En todo grupo de amigos siempre está el que inicia el camino. Su rol de lider nato queda definido en cuanto entra a la barra. Generalmente tiene un hermano o una hermana mayor que le va diciendo cuales son los temas que hay que escuchar, que zapatillas hay que usar, y que programas hay que ver. A los 14 años se convierte en nuestro guía espiritual.
El nuestro se llamaba Pablo, era un año mayor que yo. Fue el primero que me hizo escuchar a Queen, Genesis y a Pink Floyd. Como era de esperar, fue el primero en tener novia. Su novia era Andrea.

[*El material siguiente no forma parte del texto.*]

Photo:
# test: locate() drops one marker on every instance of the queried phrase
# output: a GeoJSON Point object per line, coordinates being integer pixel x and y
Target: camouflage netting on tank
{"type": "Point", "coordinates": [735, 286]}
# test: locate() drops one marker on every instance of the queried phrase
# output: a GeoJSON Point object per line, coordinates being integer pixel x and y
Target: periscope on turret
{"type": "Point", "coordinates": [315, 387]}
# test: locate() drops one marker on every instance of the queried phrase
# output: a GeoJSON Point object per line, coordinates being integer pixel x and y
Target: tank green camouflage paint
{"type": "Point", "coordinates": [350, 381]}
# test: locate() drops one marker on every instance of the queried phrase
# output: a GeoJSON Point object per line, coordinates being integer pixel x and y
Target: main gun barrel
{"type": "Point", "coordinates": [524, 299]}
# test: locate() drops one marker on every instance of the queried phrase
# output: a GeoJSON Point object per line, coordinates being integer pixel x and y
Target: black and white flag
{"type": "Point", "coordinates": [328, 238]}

Comenzaron a salir cuando Pablo estaba en primer año y Andrea en séptimo. Hacían linda pareja. Cuando Andrea cumplió quince todavía seguian de novios. Y todos estuvimos invitados a la fiesta.
Fue una fiesta sencilla, en la casa de ella. No hubo mariachis, ni palomas volando a las 12 de la noche. Ni siquiera hubo vestido blanco. Fue una fiesta perfecta.
Entre las invitadas también estaba Lorena, con sus ojos verdes hermosos. Me acerqué a ella cuando la fiesta estaba terminando y le recordé que todavía había una pregunta que no me había contestado. Me miró sorprendida y sólo sonrió. Me dijo que al día siguiente me contestaba, que en ese momento se tenía que ir y me dejó su teléfono.
El día siguiente era domingo. A las 5 de la tarde decidí llamarla, esta vez no iba a esperar un mes. Cuando me atendió fui directo al grano, le pregunté si ya sabía la respuesta. Me pidió que la espere. Le pedí que por favor me contestara en ese momento. Y se quedó callada. Como ruido de fondo se escuchaba a Silvio Soldán, conduciendo Feliz Domingo. Creo que escuché todo el YO SE, el REPECHAJE, y no sé cuantos otros juegos más esperando su respuesta, cada quince minutos le preguntaba si estaba ahí y me decía que sí, que lo estaba pensando. Cuando ya había perdido toda esperanza escuché su voz que me decía SI, que íba a ser mi novia, y cortó.